Nama: Utami Rachmadila
NPM: 26319449
Kelas: 1TB03
Teknik Arsitektur
Fakultas Teknik Sipil dan Perencanaan
Universitas Gunadarma
Manusia senantiasa memiliki keadaan dan nasibnya masing-masing, bahkan sejak lahir. Dalam Islam, hal itu sudah diatur oleh Tuhan sebagai qada' dan qadar. Ketentuan Tuhan itu sering disebut di sini sebagai kodrat.
Walau bagaimanapun, dalam prakteknya, nasib dan keadaan yang diberikan itu tak selalu mulus. Manusia yang memiliki perasaan dan akal, dapat merasakan nasib buruk tersebut dan hal itu tak ingin selalu dirasakannya karena hanya membuat manusia tidak bahagia. Padahal, sebagai makhluk sosial, manusia dapat saling menolong agar tidak ada penderitaan yang berarti bagi yang mengalami. Namun, kenyataannya tak begitu. Ada beberapa manusia yang berada dalam keadaan baik, bahkan sangat berlimpah kenikmatan, seolah tak tahu menahu nasib orang di luarnya. Sikap acuh-tak acuh tetap saja lestari. Hal ini tak boleh dibiarkan karena yang menderita akan sulit untuk keluar dari penderitaannya. Dunia tak akan damai jika penghuninya egois. Namun, apakah benar bahwa nasib buruk yang diberikan Tuhan tak dapat diubah? Apakah nasib buruk benar-benar berasal dari Tuhan saja? Apakah manusia tak dapat keluar dari penderitaannya tanpa bantuan manusia lain? Tulisan ini akan mengurai hal-hal tersebut.
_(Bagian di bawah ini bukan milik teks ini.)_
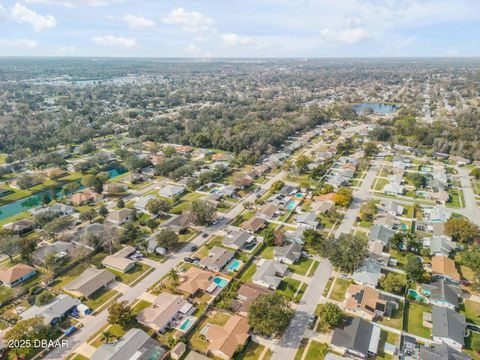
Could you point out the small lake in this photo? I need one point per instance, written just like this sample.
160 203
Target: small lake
377 108
34 201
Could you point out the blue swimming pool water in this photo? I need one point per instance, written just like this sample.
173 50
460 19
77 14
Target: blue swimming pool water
185 325
234 265
291 205
221 282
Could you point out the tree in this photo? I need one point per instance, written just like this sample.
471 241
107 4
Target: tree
370 149
89 215
202 212
167 238
475 173
414 268
269 314
27 247
103 211
157 206
330 315
9 244
120 203
393 283
348 252
461 229
44 298
120 313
Pertama, kita perlu sepakati apa itu kesulitan. Kesulitan berasal dari kata dasar 'sulit' yang merupakan antonim daripada kata 'mudah'. Maka, kesulitan itu ialah keadaan yang tidak mudah. Kesulitan dalam hidup berarti hidup yang dijalaninya tidaklah mudah. Selalu ada saja yang menghalangi kelancaran suatu hal, sehingga kebutuhan dan keinginannya tidak terpenuhi. Walaupun mudah-sulit itu tergantung bagaimana perspektif kita menyikapinya, tetapi kesulitan yang melahirkan kesengsaraan dan ketidakbahagiaan sudah dapat disebut sebagai penderitaan. Ada yang sampai ingin bunuh diri karena merasa hidupnya terlalu sulit dan ingin sekali penderitaannya segera berakhir dengan cara tidak hidup lagi.
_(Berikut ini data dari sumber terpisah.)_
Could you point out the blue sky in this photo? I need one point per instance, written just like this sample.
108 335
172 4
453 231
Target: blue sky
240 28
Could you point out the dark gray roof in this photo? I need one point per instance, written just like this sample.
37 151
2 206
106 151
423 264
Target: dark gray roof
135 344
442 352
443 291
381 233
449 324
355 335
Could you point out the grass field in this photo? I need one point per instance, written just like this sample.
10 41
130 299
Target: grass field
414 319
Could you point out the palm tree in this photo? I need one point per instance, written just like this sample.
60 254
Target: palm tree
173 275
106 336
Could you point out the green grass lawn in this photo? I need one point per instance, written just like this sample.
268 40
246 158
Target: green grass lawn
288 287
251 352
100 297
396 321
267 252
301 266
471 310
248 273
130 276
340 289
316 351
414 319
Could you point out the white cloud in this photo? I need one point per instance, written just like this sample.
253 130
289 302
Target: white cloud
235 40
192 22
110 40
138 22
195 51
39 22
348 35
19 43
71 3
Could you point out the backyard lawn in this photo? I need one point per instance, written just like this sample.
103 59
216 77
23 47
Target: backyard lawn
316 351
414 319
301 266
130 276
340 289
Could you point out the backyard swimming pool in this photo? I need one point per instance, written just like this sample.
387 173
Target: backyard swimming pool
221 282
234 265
Dari manakah kesulitan itu berasal? Tentu saja Tuhan Yang Maha Esa yang sudah menentukan. Kesulitan adalah suatu konsekuensi atau kodrat manusia karena telah hidup. Tak mungkin keseluruhan hidup seluruh manusia berjalan baik. Perbedaan diciptakan agar semuanya seimbang. Kebahagiaan akan lebih terasa dan disyukuri karena seseorang telah merasakan tidak enaknya kesulitan. Seperti saat kita dapat merasakan dinginnya kipas karena sebelumnya merasakan panas. Jika dari awal sampai akhir hanya merasakan kipas, bagaimana kipas itu dapat menjadi sesuatu yang menyenangkan? Namun, apakah benar-benar kesulitan hanya dari Tuhan?
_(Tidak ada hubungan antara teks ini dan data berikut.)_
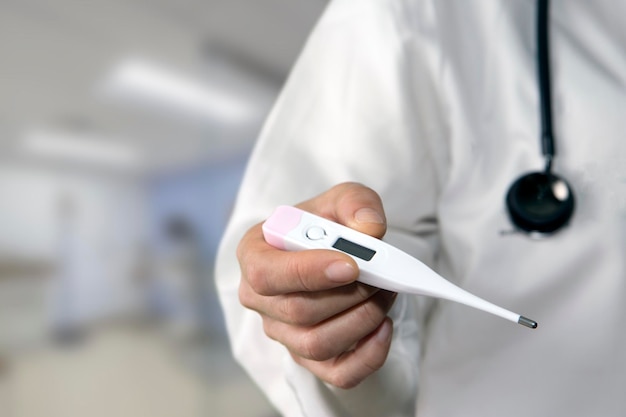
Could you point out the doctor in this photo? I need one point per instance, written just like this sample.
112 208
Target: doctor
434 107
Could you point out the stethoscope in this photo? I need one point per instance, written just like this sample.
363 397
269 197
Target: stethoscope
541 203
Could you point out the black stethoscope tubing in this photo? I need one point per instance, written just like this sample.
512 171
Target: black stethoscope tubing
541 203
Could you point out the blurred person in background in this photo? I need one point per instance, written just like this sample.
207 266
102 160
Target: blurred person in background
434 107
177 291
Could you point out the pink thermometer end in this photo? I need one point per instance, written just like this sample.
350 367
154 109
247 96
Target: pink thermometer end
279 224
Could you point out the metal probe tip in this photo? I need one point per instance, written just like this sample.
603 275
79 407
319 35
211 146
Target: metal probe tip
524 321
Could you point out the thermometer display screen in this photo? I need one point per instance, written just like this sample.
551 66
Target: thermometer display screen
354 249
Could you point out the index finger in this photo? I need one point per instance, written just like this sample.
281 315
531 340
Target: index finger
270 271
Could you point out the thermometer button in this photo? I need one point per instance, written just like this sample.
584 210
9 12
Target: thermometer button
315 233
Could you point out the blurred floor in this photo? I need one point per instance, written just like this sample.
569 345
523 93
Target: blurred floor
128 371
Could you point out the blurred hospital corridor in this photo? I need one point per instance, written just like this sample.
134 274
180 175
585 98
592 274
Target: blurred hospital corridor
125 129
131 371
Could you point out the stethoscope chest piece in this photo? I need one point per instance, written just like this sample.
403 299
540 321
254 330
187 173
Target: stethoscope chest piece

Dalam Islam diajarkan bahwa seseorang tak akan selalu bernasib buruk jika ia berusaha dan berdo'a untuk keluar daripadanya. Memang benar nasib ditentukan oleh Tuhan jauh sebelum seseorang lahir, tetapi nasib tersebut senantiasa terpengaruh jua oleh usaha dan praktiknya. Dengan usaha, manusia bekerja keras untuk memperbaiki keadaan. Dengan do'a, manusia berusaha untuk meminta pertolongan Sang Pencipta Yang Maha Berkehendak agar semuanya terkabulkan. Namun, kembali lagi bahwa usaha tak selalu menghasilkan yang kita harapkan. Ada saja manusia yang telah bekerja keras namun hasilnya bahkan menampar hidupnya. Tak jarang seseorang yang seperti itu akan berakhir sakit jiwa. Orang tersebut berakhir seperti itu karena tidak berserah diri akan hasilnya. Padahal Tuhanlah yang berkehendak.
Jadi, kesulitan atau nasib disebabkan oleh manusia itu sendiri dan Tuhan.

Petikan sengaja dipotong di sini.